Strains, vectors, and culture media
E. coli BL21(DE3) and pET-28a(+) (Novagen, Madison, WI, USA) were used for the construction and screening of a site-saturation mutagenesis library, while E. coli DH5α and pPIC9K (Invitrogen, San Diego, CA, USA) for the construction of recombinant expression vectors. The vectors pET-28a-Aoxyn11A and pPIC9K-Aoxyn11A, and transformants E. coli/Aoxyn11A and P. pastoris/Aoxyn11A were constructed in our lab (Li et al. 2013). The genes, Aoxyn11A and its variants, were expressed in P. pastoris GS115. E. coli BL21 and DH5α were grown in the LB medium (10 g L−1 tryptone, 5 g L−1 yeast extract and 10 g L−1 NaCl, pH 7.2). P. pastoris and its transformants were cultured and induced in the YPD, MD, geneticin G418-containing YPD, BMGY and BMMY media, which were prepared as described in the manual of Multi-Copy Pichia Expression Kit (Invitrogen, USA).
Multiple templates-based homology modeling
It was demonstrated that the validity of multiple templates-based modeling mainly relies on the primary structure identities of a target protein with template ones, and on the multiple alignment accuracy among crystal structures of templates (Madhusudhan et al. 2009). Compared to the single template-based modeling method, the multiple templates-based one greatly increased the facticity and accuracy of the modeled 3-D structure of a target protein (Sokkar et al. 2011). Therefore, using AoXyn11A primary structure as the template, homology sequences were searched among GHF11 xylanases at NCBI website (http://www.ncbi.nlm.nih.gov/) towards Protein Data Bank (PDB). The three known crystal structure xylanases separately from Penicillium funiculosum (PDB code: 1TE1) (Payan et al. 2004), Talaromyces cellulolyticus (3WP3) (Kataoka et al. 2014) and E. coli (2VUL) (Dumon et al. 2008), possessing the highest primary structure identities with AoXyn11A, were selected as homology modeling templates. The 3-D structures of AoXyn11A and its variants were modeled based on the three templates using the SALIGN program (http://salilab.org/DBAli/) and MODELLER 9.11 program (http://salilab.org/modeller/), and analyzed using the PyMol software (http://pymol.org/).

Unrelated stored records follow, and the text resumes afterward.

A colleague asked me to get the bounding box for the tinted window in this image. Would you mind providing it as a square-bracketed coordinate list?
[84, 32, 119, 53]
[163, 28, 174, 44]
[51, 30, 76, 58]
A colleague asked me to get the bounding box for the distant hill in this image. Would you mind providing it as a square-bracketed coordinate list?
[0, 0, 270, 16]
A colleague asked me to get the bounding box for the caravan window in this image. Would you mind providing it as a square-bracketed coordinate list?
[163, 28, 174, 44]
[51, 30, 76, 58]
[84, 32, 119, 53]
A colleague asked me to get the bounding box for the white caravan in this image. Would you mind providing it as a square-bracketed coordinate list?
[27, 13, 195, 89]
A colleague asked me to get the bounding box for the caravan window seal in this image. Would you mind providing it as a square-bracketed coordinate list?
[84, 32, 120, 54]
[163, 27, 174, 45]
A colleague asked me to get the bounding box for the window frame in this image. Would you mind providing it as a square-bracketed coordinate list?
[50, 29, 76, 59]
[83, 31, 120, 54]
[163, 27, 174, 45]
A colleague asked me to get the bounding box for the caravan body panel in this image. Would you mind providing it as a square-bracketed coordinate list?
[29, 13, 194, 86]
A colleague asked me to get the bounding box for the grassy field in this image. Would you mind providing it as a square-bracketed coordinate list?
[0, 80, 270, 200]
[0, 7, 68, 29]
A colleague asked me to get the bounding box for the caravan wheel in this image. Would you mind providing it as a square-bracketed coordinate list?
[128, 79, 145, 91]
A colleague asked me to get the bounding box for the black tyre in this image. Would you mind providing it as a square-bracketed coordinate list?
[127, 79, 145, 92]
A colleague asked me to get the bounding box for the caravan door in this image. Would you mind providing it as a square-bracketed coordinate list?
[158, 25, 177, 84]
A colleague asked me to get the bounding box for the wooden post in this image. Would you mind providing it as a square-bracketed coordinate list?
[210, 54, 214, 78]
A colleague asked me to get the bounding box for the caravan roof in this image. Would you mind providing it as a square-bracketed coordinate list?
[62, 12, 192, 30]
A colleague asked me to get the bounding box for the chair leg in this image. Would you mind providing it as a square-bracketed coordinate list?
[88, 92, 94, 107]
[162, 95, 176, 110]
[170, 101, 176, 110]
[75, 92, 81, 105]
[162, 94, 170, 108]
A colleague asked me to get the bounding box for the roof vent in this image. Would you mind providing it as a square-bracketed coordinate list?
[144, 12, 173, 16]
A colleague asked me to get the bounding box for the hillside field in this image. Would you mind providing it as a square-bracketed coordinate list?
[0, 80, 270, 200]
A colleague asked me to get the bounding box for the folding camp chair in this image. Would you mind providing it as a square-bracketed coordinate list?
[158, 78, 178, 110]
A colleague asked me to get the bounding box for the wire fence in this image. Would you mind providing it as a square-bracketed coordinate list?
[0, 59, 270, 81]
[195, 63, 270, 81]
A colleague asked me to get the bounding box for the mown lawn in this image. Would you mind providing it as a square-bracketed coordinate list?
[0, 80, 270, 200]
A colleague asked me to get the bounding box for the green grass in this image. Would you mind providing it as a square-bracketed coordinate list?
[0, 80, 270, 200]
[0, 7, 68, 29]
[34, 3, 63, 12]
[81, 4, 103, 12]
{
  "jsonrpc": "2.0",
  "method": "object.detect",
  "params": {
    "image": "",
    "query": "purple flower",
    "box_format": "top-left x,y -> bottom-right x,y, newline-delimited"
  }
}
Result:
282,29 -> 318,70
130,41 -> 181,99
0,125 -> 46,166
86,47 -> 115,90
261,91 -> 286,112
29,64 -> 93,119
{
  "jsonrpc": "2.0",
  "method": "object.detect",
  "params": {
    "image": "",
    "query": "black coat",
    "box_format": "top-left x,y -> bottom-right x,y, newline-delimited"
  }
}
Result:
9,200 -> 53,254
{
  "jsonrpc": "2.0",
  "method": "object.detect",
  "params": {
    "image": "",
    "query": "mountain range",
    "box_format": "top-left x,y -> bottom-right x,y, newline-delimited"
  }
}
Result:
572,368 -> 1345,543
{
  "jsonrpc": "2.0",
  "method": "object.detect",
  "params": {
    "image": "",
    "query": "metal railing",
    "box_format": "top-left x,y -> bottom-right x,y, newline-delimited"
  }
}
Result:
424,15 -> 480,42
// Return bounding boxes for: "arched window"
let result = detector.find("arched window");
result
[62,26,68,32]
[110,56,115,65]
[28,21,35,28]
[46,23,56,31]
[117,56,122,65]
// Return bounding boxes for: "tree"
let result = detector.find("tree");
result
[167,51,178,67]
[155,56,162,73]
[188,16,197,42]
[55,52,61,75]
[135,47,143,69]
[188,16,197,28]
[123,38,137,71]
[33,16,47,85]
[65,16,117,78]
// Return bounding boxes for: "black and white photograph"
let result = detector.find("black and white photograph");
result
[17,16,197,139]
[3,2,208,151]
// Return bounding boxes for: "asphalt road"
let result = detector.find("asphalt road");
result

Prediction of the three variants of AoXyn11A
The 3-D structure of a mesophilic protein/enzyme was more flexible than that of the corresponding thermophilic analog (Jaenicke and Böhm 1998). Therefore, to quantify the protein/enzyme flexibility, the notion of B-factor values was introduced to reflect the smearing of atomic electron densities as a result of thermal motion and positional disorder. B-factor values, namely atomic displacement parameters, of amino acids, were generated by molecular dynamics (MD) simulation on the crystal or modeled 3-D structure of protein using the GROMACS 4.5 package (http://www.gromacs.org/) and analyzed using the B-FITTER program (Reetz and Carballeira 2007). In this work, the modeled 3-D structure of AoXyn11A was subjected to MD simulation at 300 K for 15 ns, followed by calculating the B-factor values of residues. Gly21 in AoXyn11A with the maximum B-factor value was confirmed, and then randomly substituted by site-saturation mutagenesis.
AoXyn11AY13F or AoXyn11AG21I–Y13F was designed by replacing Tyr13 in AoXyn11A or AoXyn11AG21I with Phe, based on the multiple alignment of AoXyn11A with seven representative thermophilic GHF11 xylanases using the ClustalW2 program (http://www.ebi.ac.uk/Tools/msa/clustalw2/). Root mean square deviation (RMSD) value, which was defined as the Cα-atomic displacement range of a protein from its original configuration to changed one at a high temperature and a certain time, was negatively correlative to its thermostability (Badieyan et al. 2012). Thereby, to predict the thermostabilities of AoXyn11AY13F and AoXyn11AG21I–Y13F, the modeled 3-D structures of AoXyn11A, AoXyn11AY13F and AoXyn11AG21I–Y13F were subjected to MD simulations, respectively, at 500 K for 7 ns using the GROMACS 4.5 package, followed by calculating their RMSD values using a g_rms software in the GROMACS 4.5.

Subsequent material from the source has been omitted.